I had moved the fish around, this is the third spawning this year, but they have been huge for a long time.

poor males are still guarding them, Someone is buying 3 of these from me this weekend,im going to get his 3 out and syphon the bad eggs.
it looks like the fourth female is going to spawn today, with one of the males, he is almost guarding and prespawning at the same time.......lol.....

The poor odd ball female is getting whooped, strange he chases her then wants to spawn with her.im sure her eggs are bad to, for holding them so long.


----------



## mashunter18 (Jan 2, 2004)

you can see half have started to fungus the rest are still clear.

If you look close you can see all the clear ones also


----------



## mashunter18 (Jan 2, 2004)

Whops

guess I was wrong, all the clear eggs turned to wigglers and sank in the gravel.I had syphoned some to another tank and wiglers everywhere.

Wonder why the eggs werent yellow????

Well I am ready for the fry, I will see how many I end up with


----------



## mantis (May 16, 2003)

wierd...keep us posted man









your selling some rb's hey? just freeing up some room or what?


----------



## mashunter18 (Jan 2, 2004)

This is my third spawn, the other 2 eggs were very yellow, Im surprised the clear even hatched, and there are alot of bad ones this time.My first two spawns were only one batch of eggs and were eatin within 24 hours, probually by the terns that the reds were housed with.

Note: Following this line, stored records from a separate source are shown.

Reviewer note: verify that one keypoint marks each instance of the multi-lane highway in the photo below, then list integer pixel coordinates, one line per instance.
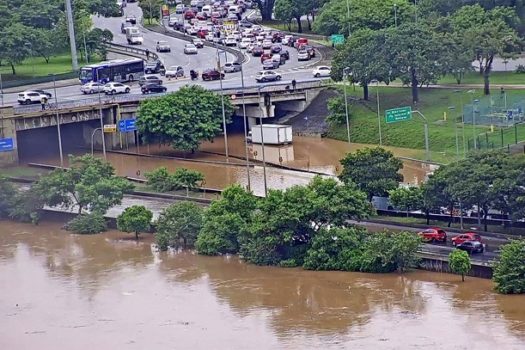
(206, 58)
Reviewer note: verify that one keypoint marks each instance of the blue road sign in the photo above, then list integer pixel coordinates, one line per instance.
(126, 125)
(6, 145)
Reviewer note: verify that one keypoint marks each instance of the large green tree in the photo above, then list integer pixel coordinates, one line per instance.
(184, 118)
(375, 171)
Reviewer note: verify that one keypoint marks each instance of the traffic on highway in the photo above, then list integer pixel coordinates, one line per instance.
(191, 51)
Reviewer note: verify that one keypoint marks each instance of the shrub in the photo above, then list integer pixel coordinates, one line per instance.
(87, 224)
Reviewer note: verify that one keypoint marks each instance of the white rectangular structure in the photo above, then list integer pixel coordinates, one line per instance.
(272, 134)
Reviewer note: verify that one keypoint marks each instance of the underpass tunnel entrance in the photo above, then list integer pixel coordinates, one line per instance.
(36, 145)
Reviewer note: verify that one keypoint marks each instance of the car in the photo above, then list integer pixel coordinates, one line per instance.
(267, 44)
(212, 74)
(433, 234)
(270, 64)
(198, 43)
(265, 76)
(303, 55)
(163, 46)
(322, 71)
(91, 88)
(190, 49)
(154, 67)
(276, 48)
(232, 67)
(125, 25)
(131, 19)
(150, 79)
(230, 41)
(257, 51)
(471, 247)
(464, 237)
(116, 88)
(28, 97)
(174, 72)
(149, 88)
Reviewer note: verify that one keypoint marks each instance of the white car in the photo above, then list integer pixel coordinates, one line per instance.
(91, 88)
(245, 42)
(116, 88)
(322, 71)
(190, 49)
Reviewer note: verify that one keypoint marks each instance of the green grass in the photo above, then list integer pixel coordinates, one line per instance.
(37, 67)
(410, 134)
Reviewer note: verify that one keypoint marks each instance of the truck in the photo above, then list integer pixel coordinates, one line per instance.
(134, 36)
(272, 134)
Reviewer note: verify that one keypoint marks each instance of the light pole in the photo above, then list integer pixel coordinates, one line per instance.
(452, 108)
(245, 130)
(345, 77)
(102, 126)
(262, 143)
(222, 104)
(378, 111)
(58, 123)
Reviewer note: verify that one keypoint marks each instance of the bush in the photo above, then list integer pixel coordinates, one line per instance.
(179, 225)
(509, 271)
(87, 224)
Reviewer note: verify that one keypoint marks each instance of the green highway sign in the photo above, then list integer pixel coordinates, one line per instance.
(398, 114)
(337, 39)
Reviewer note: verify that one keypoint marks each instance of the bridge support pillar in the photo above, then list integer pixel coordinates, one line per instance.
(8, 155)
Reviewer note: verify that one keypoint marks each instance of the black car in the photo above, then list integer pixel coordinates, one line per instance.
(212, 74)
(152, 88)
(471, 247)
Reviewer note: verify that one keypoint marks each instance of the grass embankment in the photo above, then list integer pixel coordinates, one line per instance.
(410, 134)
(37, 67)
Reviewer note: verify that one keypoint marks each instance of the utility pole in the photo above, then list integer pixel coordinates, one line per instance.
(72, 41)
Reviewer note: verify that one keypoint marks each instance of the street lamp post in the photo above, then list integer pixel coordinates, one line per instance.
(245, 130)
(345, 77)
(222, 104)
(58, 124)
(262, 143)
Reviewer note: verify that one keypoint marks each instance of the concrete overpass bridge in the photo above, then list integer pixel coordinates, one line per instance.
(27, 131)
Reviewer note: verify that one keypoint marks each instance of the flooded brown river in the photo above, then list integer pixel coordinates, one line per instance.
(63, 291)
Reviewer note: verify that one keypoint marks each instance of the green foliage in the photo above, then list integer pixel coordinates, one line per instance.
(509, 270)
(179, 225)
(373, 170)
(89, 183)
(87, 224)
(135, 219)
(183, 118)
(459, 262)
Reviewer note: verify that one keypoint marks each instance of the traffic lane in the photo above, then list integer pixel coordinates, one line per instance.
(492, 243)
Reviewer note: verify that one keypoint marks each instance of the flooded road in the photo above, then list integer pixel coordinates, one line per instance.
(304, 155)
(63, 291)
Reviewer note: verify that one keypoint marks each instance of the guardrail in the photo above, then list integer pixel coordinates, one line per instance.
(281, 87)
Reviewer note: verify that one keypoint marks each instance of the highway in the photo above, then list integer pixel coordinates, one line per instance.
(206, 58)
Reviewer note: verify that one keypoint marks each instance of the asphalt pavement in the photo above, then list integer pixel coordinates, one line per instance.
(206, 58)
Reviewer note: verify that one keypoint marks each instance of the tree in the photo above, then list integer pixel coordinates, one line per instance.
(407, 198)
(459, 262)
(184, 118)
(90, 183)
(367, 58)
(486, 34)
(373, 170)
(178, 223)
(135, 219)
(509, 270)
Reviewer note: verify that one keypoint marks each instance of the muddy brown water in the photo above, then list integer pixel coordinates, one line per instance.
(306, 153)
(63, 291)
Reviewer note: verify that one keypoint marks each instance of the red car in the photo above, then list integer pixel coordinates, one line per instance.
(464, 237)
(189, 15)
(433, 234)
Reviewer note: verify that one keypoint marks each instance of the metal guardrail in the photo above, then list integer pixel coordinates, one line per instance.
(281, 87)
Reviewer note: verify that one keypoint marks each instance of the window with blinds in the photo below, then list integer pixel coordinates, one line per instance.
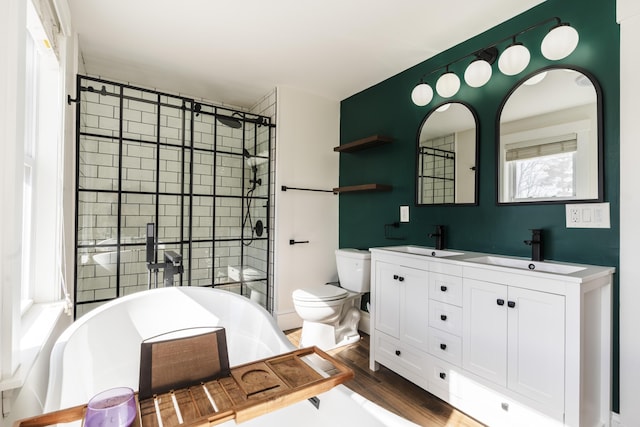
(544, 170)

All 3 batches, are like that, very clear
I have a couple hundred in a little tank right not that I syphoned, none of those fungused.A bunch of clear wigglers not yellow.

Im guessing if some make it a few more days we will see what they look like.

Im going to suck as many babies out as I can if they dont get eatin by the parents, Im assuming they will come back to the top maybe tommorrow or wednesday and be free swimming, I can see them between the gravel and glass.

Im just baffled by the clear color, doesnt look like any fry or eggs iv ever seen on here.

Yeah Im selling 3 to thin down to just 4 red belly.They are kind of packed in the 135 gallon, 4 will be more room for them.


----------



## mantis (May 16, 2003)

It is strange. Guess you'll have to wait an see, and hope they make it.

good luck man.


----------